An average of 13 people die every day awaiting organ transplants because there is a tragic shortage of donated organs and tissues. We've put together the follwing information to help you make your decision about organ and tissue donation:

  • Even if you choose to donate organs and tissues after your death, every effort wiil be made to save your life. Organs and tissue donation can be pursued only after these efforts have failed and you are declared dead.
  • These is no disfigurement associated with organ and tissues recovery. You may have an open casket funeral if you wish.
  • There is no charge to the donating family for recovering organs and tissues.
  • Organs are distributed to those awaiting transplant on the basis of matching, medical urgency, time waiting, and in some cases, geographic proximity.
  • Age need not be a consideration in making a donation.
  • It is against the law in the United States to buy or sell organs.

To become an organ donor in Vermont, register online at Donate Life Vermont or enroll at the Department of Motor Vehicles (DMV). By registering you give legal consent for organ and tissue donation. If you are under the age of 18 when you register, consent for organ donation is the decision of the parent(s)/legal guardian. If you signed up to be a donor while at the Vermont DMV in January 2013 or later, you are automatically enrolled on the Donate Life Vermont Registry. Prior to January 2013, the Donate Life Vermont registry was not linked to the DMV. If you have not been issued a license or identification card since January 2013, you'll need to enroll at the DMV or register online.

Anyone can be a registered organ and tissue donor regardless of age, race, or medical history. The condition of the organs and tissues are more important than the age, race, or medical history of the individual. Your age doesn’t make you ineligible to sign up, nor do you have to be in perfect health. Your ability to donate is determined at the time of death by the transport team. Having a medical condition does not automatically make you exempt from being able to donate. While the severity of the condition does have weight on the overall decision of whether you can donate, you can still register.
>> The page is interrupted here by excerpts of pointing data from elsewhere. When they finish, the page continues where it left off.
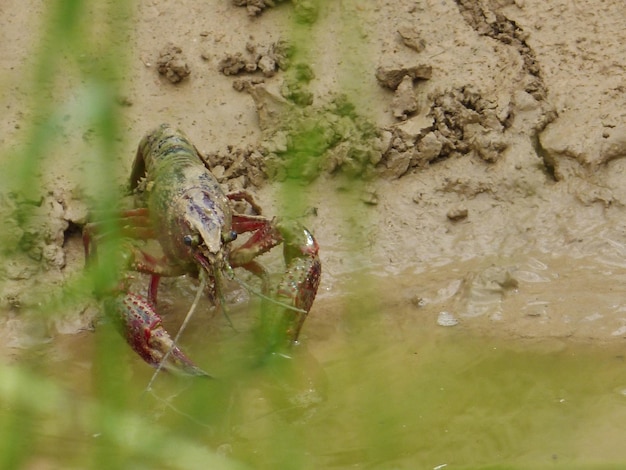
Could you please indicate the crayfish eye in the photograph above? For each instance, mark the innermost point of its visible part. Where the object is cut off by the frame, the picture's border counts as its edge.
(191, 240)
(229, 237)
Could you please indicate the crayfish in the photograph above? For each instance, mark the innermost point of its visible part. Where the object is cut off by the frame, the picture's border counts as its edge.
(184, 208)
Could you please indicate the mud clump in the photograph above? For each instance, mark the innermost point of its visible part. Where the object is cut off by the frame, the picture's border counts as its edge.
(305, 142)
(306, 11)
(401, 80)
(459, 122)
(258, 58)
(391, 77)
(172, 64)
(411, 38)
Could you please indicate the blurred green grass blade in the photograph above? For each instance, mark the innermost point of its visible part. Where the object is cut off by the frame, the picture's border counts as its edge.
(127, 432)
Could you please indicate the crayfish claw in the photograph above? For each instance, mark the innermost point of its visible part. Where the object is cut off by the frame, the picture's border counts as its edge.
(141, 326)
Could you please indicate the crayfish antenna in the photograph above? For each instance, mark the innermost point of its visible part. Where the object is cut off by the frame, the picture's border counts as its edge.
(219, 289)
(253, 291)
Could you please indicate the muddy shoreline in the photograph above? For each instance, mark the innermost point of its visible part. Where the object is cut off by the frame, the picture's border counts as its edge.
(470, 152)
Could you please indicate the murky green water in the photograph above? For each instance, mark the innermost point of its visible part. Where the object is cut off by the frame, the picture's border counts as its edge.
(375, 387)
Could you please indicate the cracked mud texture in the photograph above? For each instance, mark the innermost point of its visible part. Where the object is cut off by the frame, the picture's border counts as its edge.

Keep in mind that organs are not the only things you can donate; tissues such as skin, tendons and bone can be donated as well. Careful testing is done at the time of death to ensure safety for donor recipients.

For answers to other frequently asked questions about organ and tissue donation, visit:

Only after every effort has been attempted to save a person’s life will the testing begin to see if the deceased is a candidate for organ donation. To do this, the organ procurement organization will check the state organ and tissue donor registry to see if the candidate has given permission for donation. If the person is not on the registry, next-of-kin is contacted to give authorization for organ transplant. This is why it is important for people who wish to become organ donors to be registered on the state registry and to discuss their decision with their family and friends.